|Myths and legends of the market|
The JC’s guide to the foundational mythology of the markets.™
/kɑːdəʊzəʊ ɪndɪˈtəːmɪnəsi (n.)
Liability, if awarded — and therefore, generally not awarded —that would be in “an indeterminate amount for an indeterminate time to an indeterminate class” of claimants. Named for US Supreme Court Justice Benjamin N. ~, progenitor of that phrase in Ultramares v Touche.
The great American jurist Benjamin N. Cardozo held that a creditor’s claim in negligence against a debtor’s incontestably negligent auditors failed because the auditors did not owe the company’s creditors a duty of care, there being no sufficiently proximate relationship between them.
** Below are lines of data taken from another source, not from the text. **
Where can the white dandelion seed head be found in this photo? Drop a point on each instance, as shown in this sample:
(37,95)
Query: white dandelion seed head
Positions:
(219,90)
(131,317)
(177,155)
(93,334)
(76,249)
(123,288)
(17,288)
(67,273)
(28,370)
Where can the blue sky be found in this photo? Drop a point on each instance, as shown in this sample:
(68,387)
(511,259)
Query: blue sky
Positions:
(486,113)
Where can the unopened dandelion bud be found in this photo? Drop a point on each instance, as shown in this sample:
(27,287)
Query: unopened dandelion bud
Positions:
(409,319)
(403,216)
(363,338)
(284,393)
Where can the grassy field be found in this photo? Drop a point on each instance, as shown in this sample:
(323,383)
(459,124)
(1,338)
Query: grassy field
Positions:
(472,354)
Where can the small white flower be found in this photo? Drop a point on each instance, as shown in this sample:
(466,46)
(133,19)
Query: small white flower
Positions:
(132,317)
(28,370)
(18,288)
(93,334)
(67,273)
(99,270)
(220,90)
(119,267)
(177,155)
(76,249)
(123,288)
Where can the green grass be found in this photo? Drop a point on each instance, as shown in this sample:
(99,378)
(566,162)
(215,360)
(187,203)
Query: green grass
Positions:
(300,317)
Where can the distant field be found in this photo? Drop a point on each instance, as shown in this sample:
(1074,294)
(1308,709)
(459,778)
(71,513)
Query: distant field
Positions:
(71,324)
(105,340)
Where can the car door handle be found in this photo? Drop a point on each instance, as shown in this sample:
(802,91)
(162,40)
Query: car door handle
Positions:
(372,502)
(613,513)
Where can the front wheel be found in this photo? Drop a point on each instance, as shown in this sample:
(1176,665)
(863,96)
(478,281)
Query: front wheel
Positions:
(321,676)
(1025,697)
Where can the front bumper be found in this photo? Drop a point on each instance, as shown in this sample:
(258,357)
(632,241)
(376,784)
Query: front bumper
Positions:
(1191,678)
Articulating a now somewhat outdated shareholder capitalism, Cardozo J held the auditors to owe only the shareholders a duty of care.
Said Cardozo J, in an immortal passage that gave rise to the metajuridical concept of “Cardozo indeterminacy”:
“If liability for negligence exists, a thoughtless slip or blunder, the failure to detect a theft or forgery beneath the cover of deceptive entries, may expose accountants to a liability in an indeterminate amount for an indeterminate time to an indeterminate class. The hazards of a business conducted on these terms are so extreme as to enkindle doubt whether a flaw may not exist in the implication of a duty that exposes to these consequences.”
Ultramares v Touche is one of those rare case that leapt the Atlantic ditch between competing common law systems, having been cited no fewer that 66 times in recent English case law including in no less a fount of authority and lexical wisdom than Hedley Byrne v Heller.